COFFEE BREAK - A Chance to Visit the Exhibits

9:45 a.m. - 10:30 a.m.

Track A - Innovation: Makerspace & Digital Trends

Makerspace, Fab Labs, and creative making are hot activities for libraries. Hear from a number of libraries active in this arena during the first half of the day. Then learn about digital books in 3D and virtual exhibits as well as implications for wearable tech!

Moderator: Matthew Hamilton, IT Manager, Denver Public Library

A301 - Making Libraries, Making Makers

10:30 a.m. - 11:15 a.m.
CJ Lynce, TechCentral Manager, Cleveland Public Library

This jammed-packed session shares many ideas and tools you can use to introduce maker services to your library, both virtual and physical, on any sized budget.
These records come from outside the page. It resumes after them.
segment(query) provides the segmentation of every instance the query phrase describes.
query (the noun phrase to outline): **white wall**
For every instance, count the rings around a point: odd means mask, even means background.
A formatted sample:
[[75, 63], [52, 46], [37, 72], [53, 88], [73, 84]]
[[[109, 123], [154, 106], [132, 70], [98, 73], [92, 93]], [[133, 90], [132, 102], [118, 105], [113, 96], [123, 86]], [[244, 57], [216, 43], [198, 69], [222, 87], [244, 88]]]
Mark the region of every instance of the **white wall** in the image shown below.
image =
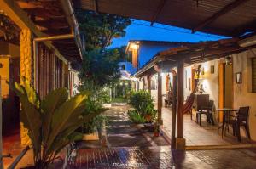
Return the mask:
[[[190, 80], [191, 80], [191, 77], [192, 77], [191, 69], [192, 69], [192, 66], [187, 66], [184, 69], [184, 99], [186, 99], [188, 96], [189, 96], [192, 92], [191, 82], [190, 82], [190, 90], [189, 88], [189, 78], [190, 78]], [[186, 80], [186, 74], [187, 74], [187, 80]]]
[[[153, 78], [154, 78], [156, 80], [156, 84], [157, 84], [157, 74], [153, 75], [151, 79], [153, 79]], [[158, 86], [158, 84], [157, 84], [157, 86]], [[151, 97], [153, 98], [154, 102], [157, 101], [157, 90], [151, 90]]]
[[[253, 49], [256, 54], [256, 49]], [[249, 127], [252, 139], [256, 141], [256, 93], [250, 92], [252, 78], [250, 58], [255, 57], [251, 51], [233, 54], [234, 108], [250, 106]], [[241, 72], [242, 83], [236, 84], [236, 73]]]
[[[210, 95], [210, 99], [214, 101], [214, 105], [218, 108], [218, 63], [219, 60], [212, 60], [202, 63], [205, 74], [202, 84], [205, 93]], [[214, 73], [211, 73], [211, 65], [214, 65]]]

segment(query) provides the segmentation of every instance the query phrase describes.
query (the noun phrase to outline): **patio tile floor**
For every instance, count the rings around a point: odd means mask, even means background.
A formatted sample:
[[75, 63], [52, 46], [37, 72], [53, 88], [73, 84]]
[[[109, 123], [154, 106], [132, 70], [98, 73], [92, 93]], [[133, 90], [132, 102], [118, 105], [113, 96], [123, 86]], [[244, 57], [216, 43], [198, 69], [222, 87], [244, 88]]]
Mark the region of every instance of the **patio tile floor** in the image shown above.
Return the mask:
[[232, 168], [253, 169], [255, 152], [249, 149], [171, 150], [169, 146], [115, 147], [79, 150], [68, 169], [80, 168]]
[[[163, 127], [162, 129], [166, 136], [171, 139], [172, 132], [172, 110], [170, 108], [164, 107], [162, 109]], [[190, 120], [190, 115], [184, 115], [184, 138], [186, 145], [229, 145], [229, 144], [254, 144], [254, 142], [242, 138], [241, 143], [238, 143], [236, 137], [232, 135], [232, 131], [221, 138], [221, 130], [218, 134], [218, 126], [212, 126], [207, 121], [202, 121], [202, 125], [199, 126], [195, 122], [195, 115], [193, 114], [193, 120]]]

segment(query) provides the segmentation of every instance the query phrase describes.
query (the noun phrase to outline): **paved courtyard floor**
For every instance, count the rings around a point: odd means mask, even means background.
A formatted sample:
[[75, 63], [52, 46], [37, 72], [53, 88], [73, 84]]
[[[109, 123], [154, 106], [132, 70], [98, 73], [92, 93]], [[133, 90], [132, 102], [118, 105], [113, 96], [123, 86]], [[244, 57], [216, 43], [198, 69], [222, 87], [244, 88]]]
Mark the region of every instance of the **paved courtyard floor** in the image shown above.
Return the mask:
[[234, 168], [254, 169], [256, 149], [172, 150], [162, 137], [135, 127], [127, 107], [113, 107], [106, 115], [108, 148], [79, 149], [68, 168]]
[[[154, 138], [152, 132], [129, 121], [127, 109], [116, 106], [106, 112], [109, 117], [108, 147], [98, 144], [96, 148], [81, 148], [66, 168], [254, 169], [256, 166], [256, 149], [172, 150], [162, 137]], [[31, 160], [32, 155], [26, 155], [17, 168], [27, 166]], [[62, 165], [54, 168], [62, 168]]]

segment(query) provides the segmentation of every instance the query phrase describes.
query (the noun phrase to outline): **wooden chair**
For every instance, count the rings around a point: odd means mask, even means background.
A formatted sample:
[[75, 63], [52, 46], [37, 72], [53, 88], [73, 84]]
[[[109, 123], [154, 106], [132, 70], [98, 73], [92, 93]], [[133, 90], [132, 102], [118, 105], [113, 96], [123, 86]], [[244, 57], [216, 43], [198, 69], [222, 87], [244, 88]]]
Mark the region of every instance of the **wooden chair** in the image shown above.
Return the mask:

Learn how TechCentral at CPL is “making makers” from the ground up by incorporating a variety of creative and hands-on services aimed at everyone from children to retirees. Discover ideas for low- or no-cost maker programs such as Create Your Own Font, Make a Tough Wallet Out of a Mail Envelope, and Learn to Code. Also, find out what it took to create MakerSpace at TechCentral, featuring a laser engraver, vinyl cutter, 3D printer, photo/ video/music production, and how your library can create a dedicated “make” space that fits community demands and funding resources.

A302 - Virtually Interacting With Books & Exhibits

11:30 a.m. - 12:15 p.m.
Juan Denzer, Library Systems Specialist, Binghamton University
Benjamin Andrus, Social Science Librarian, Binghamton University
John Shoesmith, Outreach Librarian, Thomas Fisher Rare Book Library, University of Toronto & Podcaster

As rare books become more delicate with time, making them available to the public becomes harder. Hear about an application that makes it easier to view rare books without ever having to touch them. It combines the Leap Motion hands-free device and 3D-rendered models to create a new virtual experience for the viewer, allowing them to rotate and zoom in on a 3D representation of a rare book. The user can open the virtual book and flip through it using a natural user interface, swiping the hand left or right to turn the page. The application is built on the .Net framework and is written in C+. 3D models are created using simple 3D software such as sketchup or Blender. Scans of the book cover and spine are created using simple flatbed scanners. The inside pages are scanned using overhead scanners. Denzer and Andrus discuss the technologies used in developing the application, giving tips for any library to implement the application with virtually no coding at all. The second presentation discusses transforming a physical exhibition into a virtual one, adding value to a library’s outreach mandate without overburdening IT. Using its existing web content management system, Drupal, this rare book library moved to a model that empowers librarians to mount their own virtual exhibitions, largely independent from the library’s ITS staff. Partnering with the university’s Museum Studies Program staff began a pilot project using the free, open source CMS Omeka, which is being adopted by museums and libraries of all sizes for the curation of online digital collections, and as a platform for creating born-digital exhibitions. Get practical advice for launching virtual library exhibitions of any size and content, including collaboration, streaming, user experience, creating digital content, web design, and podcasting and videocasting.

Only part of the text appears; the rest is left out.